Sometimes that was exhibited in people simply trying to better themselves. Other times by someone sharing a personal experience that could help others going through a similar situation feel less alone.
There are always people searching for solutions to improve the lives of others. There are selfless, heroic acts both big and small.
As we start the new year, we know 2016 won’t be devoid of heartache, disappointment and evil. But we can find comfort in knowing there will always be more good people doing extraordinary things.
These are 12 stories we published this year that resonated:
1. A Stanford neurosurgeon’s parting wisdom on life before dying
Paul Kalanithi, a 37-year-old father, reflected on how he measured time differently after his cancer diagnosis. He died in March, several days before the Washington Post published his article.
“With little to distinguish one day from the next, time began to feel static. In English, we use the word time in different ways, “the time is 2:45” versus “I’m going through a tough time.” Time began to feel less like the ticking clock, and more like the state of being. Languor settled in. Focused in the OR, the position of the clock’s hands might seem arbitrary, but never meaningless. Now the time of day meant nothing, the day of the week scarcely more so.”
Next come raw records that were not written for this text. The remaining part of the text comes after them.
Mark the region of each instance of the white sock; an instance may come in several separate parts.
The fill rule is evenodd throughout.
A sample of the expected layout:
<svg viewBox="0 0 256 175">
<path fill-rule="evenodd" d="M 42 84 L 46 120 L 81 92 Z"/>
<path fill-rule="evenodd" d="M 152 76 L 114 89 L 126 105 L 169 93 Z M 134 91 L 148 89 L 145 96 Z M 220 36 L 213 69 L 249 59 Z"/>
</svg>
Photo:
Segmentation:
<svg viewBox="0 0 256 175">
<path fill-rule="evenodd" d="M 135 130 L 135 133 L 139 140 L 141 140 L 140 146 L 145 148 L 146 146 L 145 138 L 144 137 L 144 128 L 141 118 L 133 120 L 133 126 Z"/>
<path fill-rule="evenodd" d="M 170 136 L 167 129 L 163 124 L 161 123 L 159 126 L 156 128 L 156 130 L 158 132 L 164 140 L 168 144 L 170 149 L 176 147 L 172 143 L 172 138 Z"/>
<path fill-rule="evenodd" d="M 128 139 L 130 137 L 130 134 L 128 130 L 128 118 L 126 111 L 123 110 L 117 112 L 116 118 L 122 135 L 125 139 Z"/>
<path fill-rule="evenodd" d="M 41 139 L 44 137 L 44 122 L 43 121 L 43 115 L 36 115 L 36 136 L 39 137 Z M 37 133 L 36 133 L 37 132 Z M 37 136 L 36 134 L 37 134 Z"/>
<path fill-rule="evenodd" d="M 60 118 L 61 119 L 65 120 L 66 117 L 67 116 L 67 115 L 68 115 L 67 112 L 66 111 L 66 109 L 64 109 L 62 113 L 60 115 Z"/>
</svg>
2. Harvard neuroscientist: Meditation not only reduces stress, here’s how it changes your brain
Regular meditation can actually alter the brain, neuroscientist Sara Lazar discovered. People that practiced regularly had “more gray matter in the frontal cortex, which is associated with working memory and executive decision making.”
In a second study, a group who had never meditated before were put through an eight-week mindfulness-based stress reduction program. Several regions of their brains thickened, while “the amygdala, the fight or flight part of the brain which is important for anxiety, fear and stress in general” got smaller.
3. The surprisingly simple way Utah solved chronic homelessness and saved millions
The state decided to tackle its homelessness program head on by placing people living on the streets in permanent housing.
“In 2005, Utah had nearly 1,932 chronically homeless. By 2014, that number had dropped 72 percent to 539. Today, explained Gordon Walker, the director of the state Housing and Community Development Division, the state is “approaching a functional zero.”